Peter found the emergency room entrance to the hospital and went inside. The waiting area was packed with people waiting for treatment, many of them wet. He went to the admitting desk, and a woman in scrubs looked up from her desk. “May I help you?”

“Yes, please. I’m looking for a young woman who was brought in by ambulance.”

“Name?”

“Springer.”

The woman consulted her computer screen. “I’m sorry, we don’t have a patient named Springer.”

“Try Patrick.”

The woman looked at him oddly. “She has two names?”

“She might have used either.”

The woman checked her computer again. “First name?”

“Hattie.”

“Yes, she came in about two hours ago and is being seen by a doctor.”

“May I see her?”

“Not until she’s admitted,” the woman replied.

“Will she be admitted? Will she have to stay overnight?”

“I won’t know that until the doctor who is seeing her makes his report on her condition.”

“May I visit her before she’s admitted?”

“You’ll have to wait until I get her chart back and see if there’s an admitting order. Have a seat, and I’ll call you. What’s your name?”

“Peter,” he said.

“Last name?”

“Just Peter.” He went and found an empty seat, one that allowed him to look down a hallway. He had been there for five minutes when a large double door opened, and two ambulance drivers wheeled in a patient on a gurney, pushing it down the hallway and taking a right turn.

Peter got up and followed the gurney. He found himself looking through a window in a pair of double doors at a row of treatment tables, some of them occupied by patients.
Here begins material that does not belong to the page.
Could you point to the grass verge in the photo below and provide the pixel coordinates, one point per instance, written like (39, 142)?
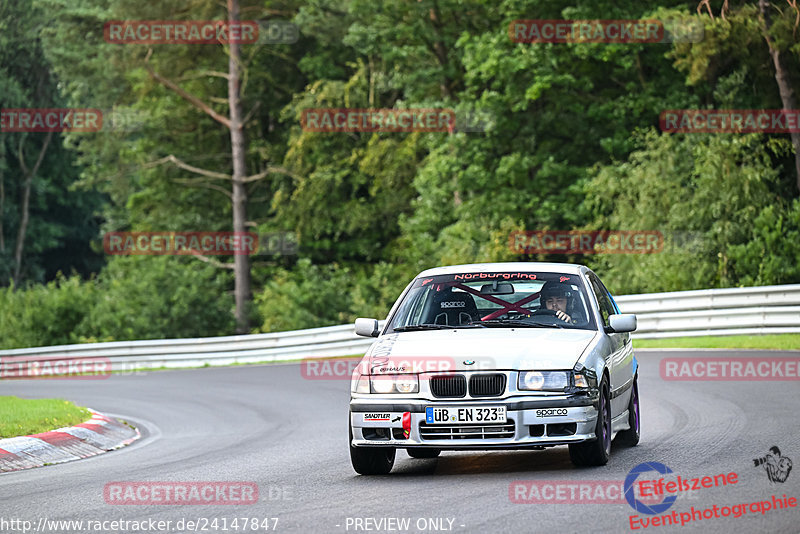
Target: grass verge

Behind the treatment tables was a row of cubicles, most with patients on tables, some with curtains drawn. As he watched, a man on an examining table sat up, and an orderly brought over a wheelchair. The patient got into the chair, and the orderly took his chart from the foot of the table and put it in the man’s lap. Peter stood back to let them pass through the double doors. Apparently, the man was being discharged.

He pushed open the door and walked briskly into the room, wanting to appear as if he knew where he was going. He walked along the row of cubicles and, four or five down, found Hattie, lying on a table, half sitting up. She looked relieved when she saw him.

He went and stood next to her. “Are you all right?”

“Yes, I’m fine. I was bleeding, but it stopped over an hour ago.

The doctor said he would discharge me in a few minutes, and that was half an hour ago.”

Peter pulled up a chair. “I was scared,” he said. “I came back from the movie, and they said you were in the emergency room.”

“I wanted to call you, but they took my bag away when they put me in the ambulance, and when I got here they wouldn’t let me use my cell phone.”

A very young man in scrubs and a white coat walked into the cubicle. “How are you feeling?” he asked Hattie.